We have 2 cook stoves. One out in the summer kitchen. The current indoor cookstove is a Pioneer Maid. Its great and has the advantage of an airtight firebox. That doesn't sound like much because we are always talking about EPA etc but our other "old stove" is not air tight so it will not keep a fire very long.

Most jurisdictions have an exemption from EPA rules for cook stoves.
Food just tastes better on a wood cook stove.
 
Somewhere on this forum, there is an ad for Vermont stoves, that appear to be a cook stove... I tried to find it but couldn't, it might be on a rotating banner but it's somewhere on this forum...

Aha, found it, it's in the "green room"

http://www.vermontwoodstove.com/

Jay
 
Jay H said:
Somewhere on this forum, there is an ad for Vermont stoves, that appear to be a cook stove... I tried to find it but couldn't, it might be on a rotating banner but it's somewhere on this forum...

Aha, found it, it's in the "green room"

http://www.vermontwoodstove.com/

Jay

Those are some neat looking stoves. Wish I had the house for one.

pen
 
we heat 2240 sq ft house and cook with a waterford wood stanley cookstove with no backup anywhere except the jotul 100 and more wood. works good, cooks good, some of the best french fries and biscuits. after 25 years it was time to take it apart and do a complete rebuild. I put it all back together and it's a new stove. I've replaced the fire cheeks and bottom grate several times. paid $1000. in 1984. today at www.lehmans.com $5700. for enamel, a good birthday present for my daughter and her new granite veneered chimney. sweetheat :)
 
I live in an old farmhouse and we have a 1909 Empire Crawford Royal. 6 burner with a water tank and a small warming shelf. Been cooking with it for years. I don't know why but everything tastes better cooked with wood. Nothing like the smell of fresh bread cooked in the oven!! You just have to remember to rotate it while you cook or it will burn on one side.
 
I used to see them when appraising from time to time. Usually in a shed for cooking down sap.


Matt
 
Bryant Stove Works (www.bryantstove.com) in Thorndike, Maine has a great collection of beautiful, fully restored old kitchen wood stoves. There's a substantial crating fee in addition to freight charges, but they will ship.
 
I'm not planning on having one in the house (Wich is not event build yet)... I'm leaning more towards a inside gasifier boiler. But if we go deeper in the crisis, the kitchen will have the room to accomodate a cooking stove.

But I'm planning on eventually having a screen gazebo outside (Close to the lake )wich will be used as a Summer kitchen / living room. And I'm thinking on putting one in it.....

There is one guy here: http://www.gulland.ca/homenergy/stove.htm, who build what I call a piece of art for heating the house, the DHW and cooking.
 
Fi-Q not to hijack this thread but I am on my first year with a Tarm boiler and it has been a real pleasure to have a warm house with zero oil usage.I think a gassifyer would be a great idea.
 
I'm sure gasifier boiler are awesome.

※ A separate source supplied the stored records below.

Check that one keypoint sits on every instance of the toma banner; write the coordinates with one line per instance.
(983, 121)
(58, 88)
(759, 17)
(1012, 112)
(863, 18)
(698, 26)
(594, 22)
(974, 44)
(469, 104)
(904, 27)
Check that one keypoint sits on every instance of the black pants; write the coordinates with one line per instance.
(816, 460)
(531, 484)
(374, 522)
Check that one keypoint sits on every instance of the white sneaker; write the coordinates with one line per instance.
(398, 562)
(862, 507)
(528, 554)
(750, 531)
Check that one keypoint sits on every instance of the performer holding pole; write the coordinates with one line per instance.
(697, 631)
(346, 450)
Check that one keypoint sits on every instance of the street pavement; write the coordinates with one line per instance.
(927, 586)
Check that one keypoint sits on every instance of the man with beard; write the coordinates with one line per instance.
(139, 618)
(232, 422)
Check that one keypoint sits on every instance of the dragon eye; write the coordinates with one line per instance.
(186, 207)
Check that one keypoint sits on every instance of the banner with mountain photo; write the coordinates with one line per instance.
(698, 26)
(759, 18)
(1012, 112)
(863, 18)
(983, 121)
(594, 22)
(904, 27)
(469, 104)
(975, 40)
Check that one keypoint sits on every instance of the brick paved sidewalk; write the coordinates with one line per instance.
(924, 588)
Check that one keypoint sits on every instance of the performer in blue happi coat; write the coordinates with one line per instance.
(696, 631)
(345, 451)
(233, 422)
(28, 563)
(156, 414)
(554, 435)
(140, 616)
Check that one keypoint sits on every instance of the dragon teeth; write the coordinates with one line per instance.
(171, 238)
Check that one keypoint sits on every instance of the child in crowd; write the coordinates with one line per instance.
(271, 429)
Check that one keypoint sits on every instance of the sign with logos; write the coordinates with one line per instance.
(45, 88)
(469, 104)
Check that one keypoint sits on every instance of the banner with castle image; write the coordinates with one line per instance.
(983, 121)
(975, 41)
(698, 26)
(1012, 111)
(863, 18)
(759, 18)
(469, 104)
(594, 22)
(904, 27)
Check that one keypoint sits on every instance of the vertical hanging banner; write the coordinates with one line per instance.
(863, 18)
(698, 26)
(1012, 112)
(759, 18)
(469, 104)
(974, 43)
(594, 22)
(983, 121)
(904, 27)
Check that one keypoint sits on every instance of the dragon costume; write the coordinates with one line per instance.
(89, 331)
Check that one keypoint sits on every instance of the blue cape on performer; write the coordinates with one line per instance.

But, here in quebec, the electricity is 0.07$ / Kwh. The house that I'm planning to build will be pretty tight & well insulated so If I would only heat use electricity as a heat source. It would cost me about 1800 $ a year. If I add a regular 800$ EPA wood stove in the basement (With a small water jacket for DHW) my bill will probabbly frop to 1000$ a year. So, I think it's hard for me to justified 15 000 $ for a gasifier boiler with syorage tank and all the extra ! But, just for the project that it would be, I' thinking on putting one, eventuallyu !! Anyway, my cheminee will be 8 in'' just in case.... But, when I'll want to push it further, I'll open a post in the boiler room....

Oh!!... and for cooking. Even a regular wood stove can cook awesome wildgame stew when it slow cook for 12 hour in a dutch over... on the stove.... Hhhuuiummmm!!!!! Just the tought of it make me hungry !!